Les talibans prennent Mazar-i-Sharif
Les talibans se sont emparés samedi soir de Mazar-i-Sharif, dernière grande ville du nord de l'Afghanistan encore contrôlée par le gouvernement. Ils ont ce faisant encore accru encore leur emprise sur le pays.
Plus tôt, le président afghan Ashraf Ghani avait promis de poursuivre le combat contre les insurgés qui continuent à se rapprocher de la capitale Kaboul, presque encerclée et où les habitants ne cachent pas leur angoisse de l'avenir.
Les talibans "paradent sur leurs véhicules et leurs motos, tirant en l'air pour célébrer" la prise de la ville, a raconté samedi soir un habitant de Mazar-i-Sharif, Atiqullah Ghayor, qui vit près de la célèbre mosquée bleue.
Il a précisé que les talibans étaient entrés "sans vraiment rencontrer de résistance" dans la quatrième ville la plus peuplée du pays (500'000 habitants), après le retrait des forces afghanes.
D'autres habitants ont fait des récits similaires et les talibans ont revendiqué la prise de la ville, capitale de la province de Balkh et carrefour commercial, dont les faubourgs étaient encore le théâtre d'intenses combats samedi matin.
"Les combattants (talibans) se sont emparés de Mazar-i-Sharif. Tous les bâtiments officiels (...) sont sous leur contrôle", ont affirmé les talibans dans un communiqué.

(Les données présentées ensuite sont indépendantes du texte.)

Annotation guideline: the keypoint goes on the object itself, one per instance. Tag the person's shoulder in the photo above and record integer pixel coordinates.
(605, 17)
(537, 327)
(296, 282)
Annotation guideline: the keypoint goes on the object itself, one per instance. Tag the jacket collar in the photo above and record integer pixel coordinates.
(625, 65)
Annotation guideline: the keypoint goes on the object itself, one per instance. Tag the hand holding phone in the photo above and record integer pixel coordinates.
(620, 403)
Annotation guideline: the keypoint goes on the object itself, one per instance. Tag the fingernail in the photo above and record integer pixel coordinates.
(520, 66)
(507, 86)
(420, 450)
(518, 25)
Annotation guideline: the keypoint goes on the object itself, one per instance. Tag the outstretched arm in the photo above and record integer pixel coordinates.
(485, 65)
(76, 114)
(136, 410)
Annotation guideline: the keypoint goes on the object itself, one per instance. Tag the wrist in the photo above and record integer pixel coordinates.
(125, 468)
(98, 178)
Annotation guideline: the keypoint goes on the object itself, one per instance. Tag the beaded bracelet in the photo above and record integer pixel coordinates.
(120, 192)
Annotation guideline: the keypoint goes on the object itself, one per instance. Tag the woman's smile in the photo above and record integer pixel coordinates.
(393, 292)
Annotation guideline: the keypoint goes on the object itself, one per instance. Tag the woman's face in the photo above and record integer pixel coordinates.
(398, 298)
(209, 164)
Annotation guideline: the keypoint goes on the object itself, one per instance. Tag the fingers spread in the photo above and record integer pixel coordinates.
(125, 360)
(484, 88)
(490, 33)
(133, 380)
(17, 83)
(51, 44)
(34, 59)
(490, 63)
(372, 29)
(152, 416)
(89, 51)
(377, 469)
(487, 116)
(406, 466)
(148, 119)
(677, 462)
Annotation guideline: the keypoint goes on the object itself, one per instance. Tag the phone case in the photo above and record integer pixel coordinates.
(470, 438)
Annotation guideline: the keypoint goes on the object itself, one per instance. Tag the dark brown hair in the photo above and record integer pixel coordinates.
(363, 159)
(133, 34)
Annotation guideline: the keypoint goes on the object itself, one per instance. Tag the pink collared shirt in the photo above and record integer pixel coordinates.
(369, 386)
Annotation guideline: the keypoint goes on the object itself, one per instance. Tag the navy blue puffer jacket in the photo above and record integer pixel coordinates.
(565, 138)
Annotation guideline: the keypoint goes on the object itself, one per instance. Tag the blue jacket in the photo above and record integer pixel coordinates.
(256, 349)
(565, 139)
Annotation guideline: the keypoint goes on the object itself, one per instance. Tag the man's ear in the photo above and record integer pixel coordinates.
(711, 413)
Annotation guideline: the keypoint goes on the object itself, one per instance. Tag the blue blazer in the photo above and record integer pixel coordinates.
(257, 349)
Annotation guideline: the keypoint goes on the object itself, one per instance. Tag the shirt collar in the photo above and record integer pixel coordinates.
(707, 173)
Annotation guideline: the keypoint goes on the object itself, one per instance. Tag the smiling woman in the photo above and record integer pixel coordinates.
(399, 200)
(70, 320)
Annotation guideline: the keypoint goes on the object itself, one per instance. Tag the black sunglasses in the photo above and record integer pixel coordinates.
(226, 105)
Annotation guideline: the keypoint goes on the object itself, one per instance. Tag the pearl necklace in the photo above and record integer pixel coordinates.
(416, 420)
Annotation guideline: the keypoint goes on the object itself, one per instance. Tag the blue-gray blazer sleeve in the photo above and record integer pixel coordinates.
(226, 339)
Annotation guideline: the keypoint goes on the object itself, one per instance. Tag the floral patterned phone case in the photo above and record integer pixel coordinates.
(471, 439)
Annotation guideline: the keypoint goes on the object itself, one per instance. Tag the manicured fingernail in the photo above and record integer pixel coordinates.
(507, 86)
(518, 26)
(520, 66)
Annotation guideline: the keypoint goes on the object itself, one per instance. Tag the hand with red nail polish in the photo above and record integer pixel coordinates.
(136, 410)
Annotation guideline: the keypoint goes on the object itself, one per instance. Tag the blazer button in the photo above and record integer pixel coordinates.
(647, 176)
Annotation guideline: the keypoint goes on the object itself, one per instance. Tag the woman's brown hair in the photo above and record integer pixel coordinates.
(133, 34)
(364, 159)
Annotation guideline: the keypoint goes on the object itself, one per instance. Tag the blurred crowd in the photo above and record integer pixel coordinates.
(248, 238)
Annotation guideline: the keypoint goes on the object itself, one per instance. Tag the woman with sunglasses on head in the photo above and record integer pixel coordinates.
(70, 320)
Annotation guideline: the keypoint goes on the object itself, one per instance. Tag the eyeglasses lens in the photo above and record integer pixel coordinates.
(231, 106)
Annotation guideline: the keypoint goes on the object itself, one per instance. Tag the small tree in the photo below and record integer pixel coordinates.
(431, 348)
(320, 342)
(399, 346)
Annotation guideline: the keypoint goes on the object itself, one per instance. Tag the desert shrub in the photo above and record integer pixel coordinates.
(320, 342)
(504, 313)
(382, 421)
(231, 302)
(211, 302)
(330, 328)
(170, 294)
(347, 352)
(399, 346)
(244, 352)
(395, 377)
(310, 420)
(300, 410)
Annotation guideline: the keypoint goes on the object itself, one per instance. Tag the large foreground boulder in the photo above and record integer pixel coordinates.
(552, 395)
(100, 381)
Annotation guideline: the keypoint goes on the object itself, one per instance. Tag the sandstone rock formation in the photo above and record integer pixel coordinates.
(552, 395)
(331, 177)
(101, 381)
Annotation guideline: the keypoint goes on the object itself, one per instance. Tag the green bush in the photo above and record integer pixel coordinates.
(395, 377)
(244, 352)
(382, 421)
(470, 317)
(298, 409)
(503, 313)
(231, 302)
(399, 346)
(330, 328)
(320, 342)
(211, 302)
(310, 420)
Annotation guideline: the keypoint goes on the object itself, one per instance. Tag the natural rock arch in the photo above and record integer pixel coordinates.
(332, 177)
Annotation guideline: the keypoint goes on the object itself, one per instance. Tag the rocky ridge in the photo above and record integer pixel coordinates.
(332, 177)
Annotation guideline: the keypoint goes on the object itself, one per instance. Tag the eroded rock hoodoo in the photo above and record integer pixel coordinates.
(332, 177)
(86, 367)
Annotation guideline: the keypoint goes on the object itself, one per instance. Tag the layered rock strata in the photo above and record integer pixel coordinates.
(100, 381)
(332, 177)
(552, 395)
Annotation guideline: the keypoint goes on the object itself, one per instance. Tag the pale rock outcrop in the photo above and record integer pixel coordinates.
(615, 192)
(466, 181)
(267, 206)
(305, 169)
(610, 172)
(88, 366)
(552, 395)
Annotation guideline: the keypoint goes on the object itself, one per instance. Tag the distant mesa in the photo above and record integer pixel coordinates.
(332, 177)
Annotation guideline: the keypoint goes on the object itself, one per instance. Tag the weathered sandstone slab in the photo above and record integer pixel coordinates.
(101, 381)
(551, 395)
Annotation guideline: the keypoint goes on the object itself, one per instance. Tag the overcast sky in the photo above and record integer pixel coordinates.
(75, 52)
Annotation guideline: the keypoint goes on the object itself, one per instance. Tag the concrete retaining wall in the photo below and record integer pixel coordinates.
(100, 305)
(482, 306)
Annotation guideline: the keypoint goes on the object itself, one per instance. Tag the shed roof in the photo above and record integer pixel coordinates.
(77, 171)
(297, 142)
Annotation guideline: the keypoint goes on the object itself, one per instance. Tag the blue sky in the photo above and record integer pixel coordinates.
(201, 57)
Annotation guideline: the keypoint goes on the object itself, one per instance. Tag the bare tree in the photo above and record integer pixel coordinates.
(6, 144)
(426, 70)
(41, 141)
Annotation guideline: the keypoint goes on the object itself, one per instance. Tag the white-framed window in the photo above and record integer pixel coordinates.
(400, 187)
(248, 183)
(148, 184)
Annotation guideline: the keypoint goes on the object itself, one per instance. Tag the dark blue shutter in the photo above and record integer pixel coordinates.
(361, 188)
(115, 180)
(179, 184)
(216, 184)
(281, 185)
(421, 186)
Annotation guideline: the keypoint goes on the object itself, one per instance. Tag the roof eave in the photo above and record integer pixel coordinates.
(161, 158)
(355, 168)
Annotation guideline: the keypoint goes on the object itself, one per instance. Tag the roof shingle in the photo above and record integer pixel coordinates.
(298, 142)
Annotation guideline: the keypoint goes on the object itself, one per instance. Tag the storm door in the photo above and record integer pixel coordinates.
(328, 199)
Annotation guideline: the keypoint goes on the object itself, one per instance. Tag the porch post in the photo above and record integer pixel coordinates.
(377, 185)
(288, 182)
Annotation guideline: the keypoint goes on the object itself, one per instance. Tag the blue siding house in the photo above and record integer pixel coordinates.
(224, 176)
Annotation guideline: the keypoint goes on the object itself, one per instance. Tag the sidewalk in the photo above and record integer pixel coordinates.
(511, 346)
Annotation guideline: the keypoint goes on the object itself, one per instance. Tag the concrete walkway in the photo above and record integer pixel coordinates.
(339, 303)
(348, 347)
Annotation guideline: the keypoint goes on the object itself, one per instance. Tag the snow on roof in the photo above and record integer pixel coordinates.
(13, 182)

Le maréchal Abdul Rashid Dostom, ancien vice-président afghan, et Atta Mohammad Nur, ex-gouverneur de Balkh, qui avaient pris la tête de forces locales de résistance aux talibans à Mazar-i-Sharif, ont trouvé refuge en Ouzbékistan voisin, selon un proche du second, précisant que leurs forces s'étaient elles retirées à une soixantaine de km de la ville.
"La remobilisation de nos forces de sécurité et de défense est notre priorité numéro un et d'importantes mesures sont prises à cet effet", avait assuré à la mi-journée le président Ghani dans une adresse télévisée.
Il a précisé avoir entamé des "consultations" au sein du gouvernement, avec des responsables politiques et les partenaires internationaux, pour trouver "une solution politique dans laquelle la paix et la stabilité" seront préservées. Dans la soirée, le palais présidentiel a précisé qu'"une délégation sera prochainement constituée par le gouvernement et prête à négocier".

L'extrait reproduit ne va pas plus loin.